Synergistic sedation with oral midazolam as a premedication and intravenous propofol versus intravenous propofol alone in upper gastrointestinal endoscopies in children: a prospective, randomized study

Gregorios A Paspatis, Ioanna Charoniti, Maria Manolaraki, Emmanouil Vardas, Nikolaos Papanikolaou, Almout Anastasiadou, Aliki Gritzali
Journal of Pediatric Gastroenterology and Nutrition 2006, 43 (2): 195-9
16877984

OBJECTIVES: The primary objective of the present study was to compare the required dose of intravenous (IV) propofol between group A (synergistic sedation with an oral dose of midazolam combined with IV propofol) and group B (IV propofol alone), in diagnostic upper gastrointestinal endoscopy (UGIE) in pediatric patients. The secondary objective was to compare the safety, the efficacy, the ease of IV line placement and the ease of separation from parents between the 2 groups.
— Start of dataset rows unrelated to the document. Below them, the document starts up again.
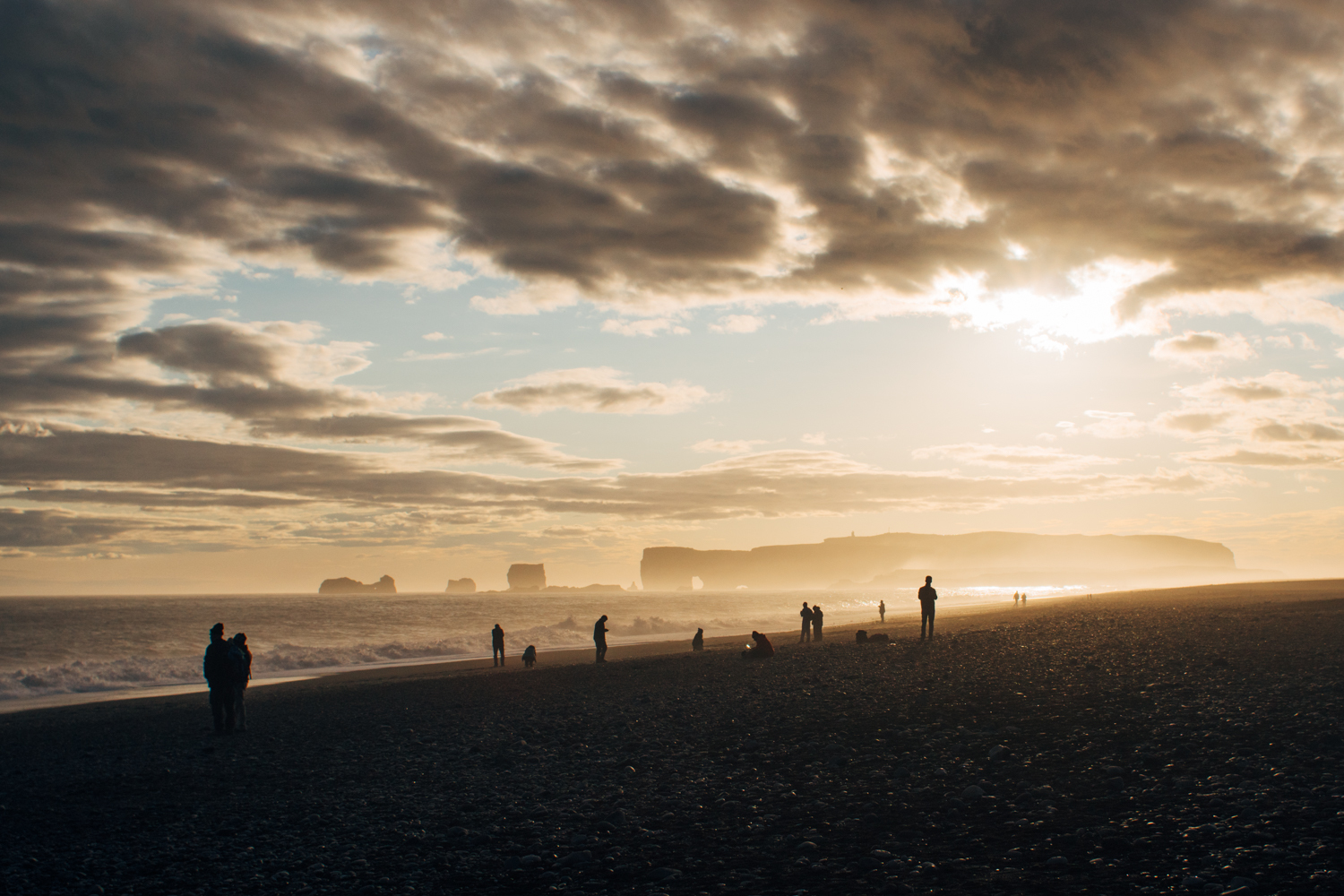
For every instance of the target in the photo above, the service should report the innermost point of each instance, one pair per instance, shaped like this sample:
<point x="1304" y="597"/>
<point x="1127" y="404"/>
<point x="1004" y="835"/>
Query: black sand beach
<point x="1182" y="740"/>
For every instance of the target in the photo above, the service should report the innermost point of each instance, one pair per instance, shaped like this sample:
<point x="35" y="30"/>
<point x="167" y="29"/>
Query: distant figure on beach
<point x="599" y="638"/>
<point x="926" y="605"/>
<point x="762" y="648"/>
<point x="239" y="659"/>
<point x="220" y="676"/>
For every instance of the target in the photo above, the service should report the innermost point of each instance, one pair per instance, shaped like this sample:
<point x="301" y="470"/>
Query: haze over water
<point x="102" y="643"/>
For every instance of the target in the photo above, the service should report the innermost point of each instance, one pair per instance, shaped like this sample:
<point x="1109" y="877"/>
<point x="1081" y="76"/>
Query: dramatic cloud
<point x="1273" y="421"/>
<point x="1203" y="349"/>
<point x="1080" y="169"/>
<point x="731" y="446"/>
<point x="99" y="465"/>
<point x="461" y="440"/>
<point x="1011" y="457"/>
<point x="594" y="392"/>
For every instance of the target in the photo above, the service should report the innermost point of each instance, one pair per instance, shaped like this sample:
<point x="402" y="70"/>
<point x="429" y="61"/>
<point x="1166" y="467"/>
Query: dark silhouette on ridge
<point x="599" y="638"/>
<point x="926" y="606"/>
<point x="220" y="676"/>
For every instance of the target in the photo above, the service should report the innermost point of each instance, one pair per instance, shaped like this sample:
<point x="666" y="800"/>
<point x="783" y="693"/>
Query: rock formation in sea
<point x="527" y="576"/>
<point x="349" y="586"/>
<point x="980" y="557"/>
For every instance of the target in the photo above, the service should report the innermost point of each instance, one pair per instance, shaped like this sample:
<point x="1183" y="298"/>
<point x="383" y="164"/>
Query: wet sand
<point x="1182" y="740"/>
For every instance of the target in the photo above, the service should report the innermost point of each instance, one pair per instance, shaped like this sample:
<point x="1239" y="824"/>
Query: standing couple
<point x="228" y="670"/>
<point x="812" y="619"/>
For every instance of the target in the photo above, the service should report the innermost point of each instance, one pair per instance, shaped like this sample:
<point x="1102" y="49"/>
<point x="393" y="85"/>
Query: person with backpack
<point x="239" y="659"/>
<point x="220" y="678"/>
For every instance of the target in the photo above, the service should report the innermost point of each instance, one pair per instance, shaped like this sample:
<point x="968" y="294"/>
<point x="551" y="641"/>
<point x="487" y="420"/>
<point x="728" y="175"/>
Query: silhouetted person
<point x="762" y="648"/>
<point x="220" y="676"/>
<point x="599" y="638"/>
<point x="926" y="605"/>
<point x="239" y="659"/>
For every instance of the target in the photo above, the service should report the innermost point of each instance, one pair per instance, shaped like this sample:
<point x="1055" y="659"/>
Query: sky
<point x="297" y="290"/>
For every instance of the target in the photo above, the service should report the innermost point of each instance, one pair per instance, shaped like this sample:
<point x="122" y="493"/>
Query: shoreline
<point x="1159" y="742"/>
<point x="900" y="619"/>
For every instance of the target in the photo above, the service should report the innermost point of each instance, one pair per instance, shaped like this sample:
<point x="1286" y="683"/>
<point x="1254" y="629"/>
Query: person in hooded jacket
<point x="239" y="659"/>
<point x="220" y="676"/>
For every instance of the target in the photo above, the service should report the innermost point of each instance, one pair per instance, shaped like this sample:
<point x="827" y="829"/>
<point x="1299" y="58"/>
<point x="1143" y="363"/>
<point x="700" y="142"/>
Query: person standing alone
<point x="220" y="676"/>
<point x="599" y="638"/>
<point x="926" y="605"/>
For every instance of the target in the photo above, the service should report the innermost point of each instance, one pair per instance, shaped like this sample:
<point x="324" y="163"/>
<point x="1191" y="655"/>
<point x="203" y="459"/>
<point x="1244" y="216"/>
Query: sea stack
<point x="527" y="576"/>
<point x="387" y="584"/>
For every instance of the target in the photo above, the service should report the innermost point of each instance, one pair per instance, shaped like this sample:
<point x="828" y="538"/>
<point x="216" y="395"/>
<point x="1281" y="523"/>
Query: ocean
<point x="74" y="649"/>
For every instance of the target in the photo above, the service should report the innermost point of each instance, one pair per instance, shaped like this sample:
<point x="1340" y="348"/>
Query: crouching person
<point x="761" y="649"/>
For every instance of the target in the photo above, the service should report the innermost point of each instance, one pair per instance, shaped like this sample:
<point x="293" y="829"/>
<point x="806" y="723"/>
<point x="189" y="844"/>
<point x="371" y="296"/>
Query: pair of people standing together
<point x="812" y="619"/>
<point x="228" y="669"/>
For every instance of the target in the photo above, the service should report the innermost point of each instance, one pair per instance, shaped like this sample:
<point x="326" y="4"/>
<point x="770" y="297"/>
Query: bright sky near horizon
<point x="303" y="290"/>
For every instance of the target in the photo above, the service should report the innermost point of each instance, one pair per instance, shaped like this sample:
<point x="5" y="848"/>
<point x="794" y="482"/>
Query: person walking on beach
<point x="926" y="603"/>
<point x="220" y="680"/>
<point x="239" y="659"/>
<point x="599" y="638"/>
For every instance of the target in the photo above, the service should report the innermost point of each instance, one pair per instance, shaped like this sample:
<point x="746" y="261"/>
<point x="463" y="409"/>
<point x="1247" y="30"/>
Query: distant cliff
<point x="860" y="559"/>
<point x="349" y="586"/>
<point x="527" y="576"/>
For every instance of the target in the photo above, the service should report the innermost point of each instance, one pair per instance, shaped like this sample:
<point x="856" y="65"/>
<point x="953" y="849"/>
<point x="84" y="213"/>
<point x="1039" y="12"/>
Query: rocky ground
<point x="1110" y="745"/>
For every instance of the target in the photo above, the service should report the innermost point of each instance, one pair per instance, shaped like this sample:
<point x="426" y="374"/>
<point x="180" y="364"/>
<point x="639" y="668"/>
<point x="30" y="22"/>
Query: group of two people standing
<point x="228" y="669"/>
<point x="812" y="619"/>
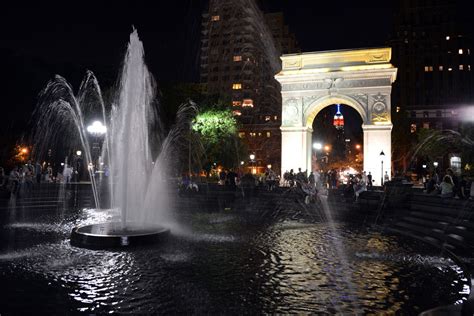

METHODS: Fifty-four consecutive children (aged 3 y or older) who underwent UGIE were randomly assigned to 1 of the 2 medication regimens. Patients in group A (n = 26, mean age: 8.1 y) received midazolam (0.5 mg/kg) orally. Thirty minutes after the midazolam dose was given, repeated IV doses of propofol 0.5 mg/kg were administered titrated to achieve the level of deep sedation. Patients in group B (n = 28, mean age: 9 y) received IV propofol alone with the same methodology and sedation end point.

RESULTS: The mean dose (1.8 +/- 0.7 mg/kg) of propofol administered in group A patients was remarkably lower compared with that (2.9 +/- 0.9 mg/kg) of group B. Multivariate stepwise logistic regression analysis revealed that among sex, age, ASA grade and the type of sedation, the synergistic sedation was the only factor associated with the ease of IV line placement (chi(2) = 16.3, P < 0.001) and the ease of separation from parents (chi(2) = 41.6, P < 0.001). Additional multivariate stepwise logistic regression analysis revealed that among sex, age, ASA grade and the type of sedation, synergistic sedation was the only factor associated with a higher level of patient comfort (chi(2) = 35.5, P < 0.001). The recovery time was significantly shorter in group B patients (7.7 +/- 3.6 min) compared with that of group A (25.9 +/- 4.1 minutes) (P < 0.01). The 2 regimens were equally safe.

CONCLUSIONS: Our data suggest that synergistic sedation with an oral dose of midazolam combined with propofol may benefit the children who undergo UGIE with regard to lower mean dose of propofol used, easier IV line placement, easier separation from the parents, less pain induced by the IV line placement and greater patient comfort.